Alan Reay, president of brokerage and consulting firm Atlas Hospitality Group in Irvine, which was not directly involved in the deal, said those figures make the La Costa Resort deal the largest by dollar volume so far this year in Southern California, and also the second-largest per-room price ever paid for a hotel in San Diego County, at $598,751.

The only pricier per-room deal involved L’Auberge Del Mar, which sold last year for $76.9 million, or $640,000 per room.

Reay said the La Costa deal reflects a dramatic turnaround for the Carlsbad property and high-end resorts in general. Upscale luxury resorts were the hardest hit during the economic downturn in terms of revenue performance, but have also seen the strongest bounce-back since 2010.

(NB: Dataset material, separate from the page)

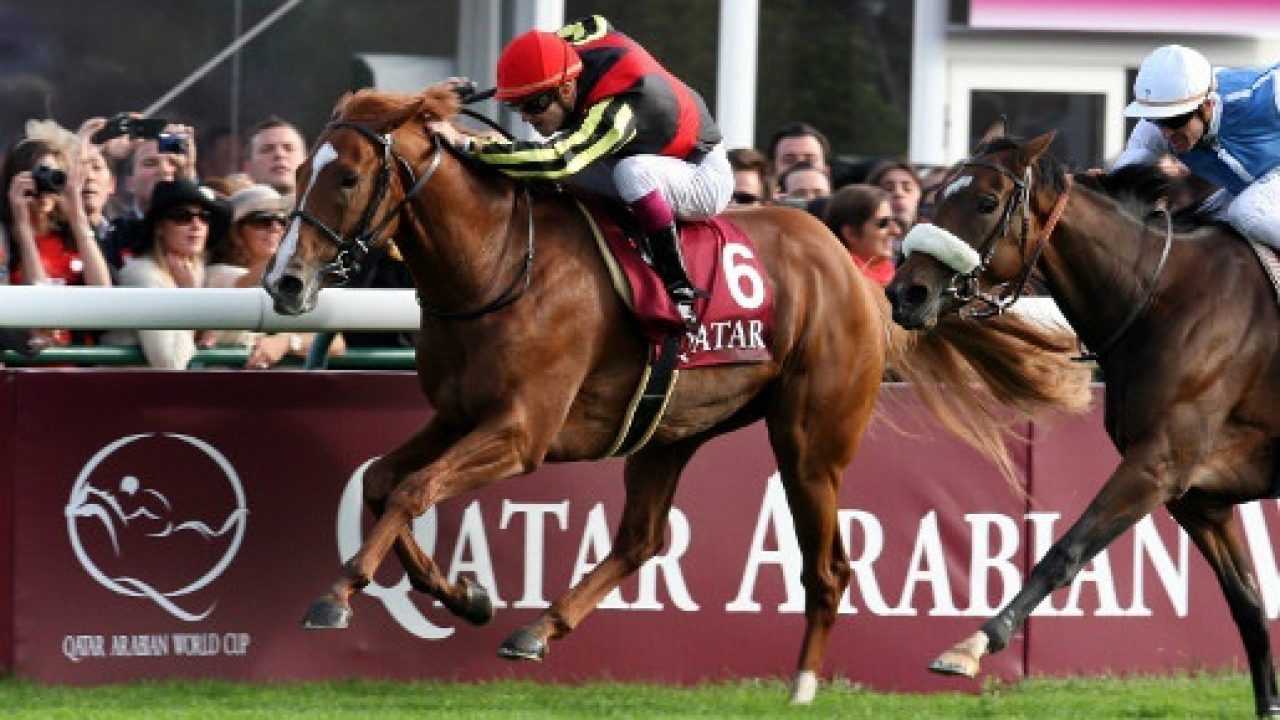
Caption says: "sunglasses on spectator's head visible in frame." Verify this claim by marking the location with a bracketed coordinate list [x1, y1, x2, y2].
[1151, 108, 1199, 129]
[164, 208, 210, 225]
[506, 87, 559, 115]
[242, 213, 289, 228]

Reay noted that KSL in 2010 paid approximately $125 million for the $380 million in debt that the La Costa property had accrued under prior ownership. It has since completed a renovation topping $50 million, which included the property’s guestrooms, event and meeting spaces, and famed golf courses.

“An almost $200 million gain in three years is a pretty good return on their investment,” Reay said of KSL.

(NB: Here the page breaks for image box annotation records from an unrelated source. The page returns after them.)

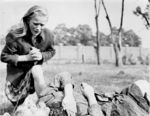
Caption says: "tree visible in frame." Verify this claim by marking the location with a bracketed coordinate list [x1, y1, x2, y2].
[102, 0, 124, 66]
[75, 24, 92, 45]
[122, 30, 141, 47]
[133, 0, 150, 29]
[53, 24, 69, 45]
[94, 0, 101, 65]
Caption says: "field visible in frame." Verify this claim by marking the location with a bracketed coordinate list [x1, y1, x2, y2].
[0, 63, 149, 114]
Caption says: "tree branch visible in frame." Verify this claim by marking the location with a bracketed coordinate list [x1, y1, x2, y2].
[98, 0, 101, 15]
[94, 0, 97, 16]
[102, 0, 112, 32]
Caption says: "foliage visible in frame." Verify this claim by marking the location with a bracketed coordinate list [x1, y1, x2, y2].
[53, 24, 141, 47]
[133, 0, 150, 29]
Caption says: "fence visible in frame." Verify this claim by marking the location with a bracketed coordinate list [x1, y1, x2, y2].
[0, 44, 149, 62]
[52, 44, 149, 62]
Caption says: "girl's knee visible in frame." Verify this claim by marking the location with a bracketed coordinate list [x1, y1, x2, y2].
[31, 65, 43, 75]
[31, 65, 43, 80]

Omni is also taking over daily operations of La Costa Resort from KSL’s management affiliate, KSL Resorts of La Quinta. A La Costa Resort spokeswoman said KSL was referring all queries about the latest deal to Omni Hotels.

Taking the Omni Banner

La Costa Resort is the region’s eighth-largest hospitality property by room count and has operated in its current format since 2001.

It is scheduled in July to take the Omni Resort Collection banner, along with four other resorts purchased by the company from KSL affiliates: Rancho Las Palmas Resort & Spa in Rancho Mirage; Barton Creek Resort & Spa in Austin, Texas; The Grove Park Inn in Asheville, N.C.; and The Homestead in Hot Springs, Va.

Netzhammer said Omni’s five-property acquisition strengthens its presence in San Diego County and the four other markets where its new hotels are located, with holdings that are generally well reflective of their local communities in their design and features. Currently, its only local hotel is downtown’s 511-room Omni San Diego Hotel, which opened in 2004.

Looking for More

“We were able to get some great properties at a much lower price than it would have cost to develop them,” Netzhammer said. “We’re continuing to scout for strong additions to our portfolio.”

Before its latest purchases, the privately held Omni owned 51 U.S. properties totaling about 18,000 rooms and employing 14,000. The five new resorts add 2,300 rooms, 12 golf courses and three water parks, among other elements.

Prior to the La Costa sale, the largest local hotel deal of 2013 involved the 337-room Embassy Suites San Diego Bay in downtown San Diego, purchased in January for $112.5 million by Maryland-based Pebblebrook Hotel Trust. Reay said California and the nation could see more high-end hotels change hands in coming months, spurred by transactions including the Omni-KSL deal.

“I think more of these hotel owners, who took a beating during the downturn, are going to be very interested in the prices at which some of these properties are selling,” Reay said.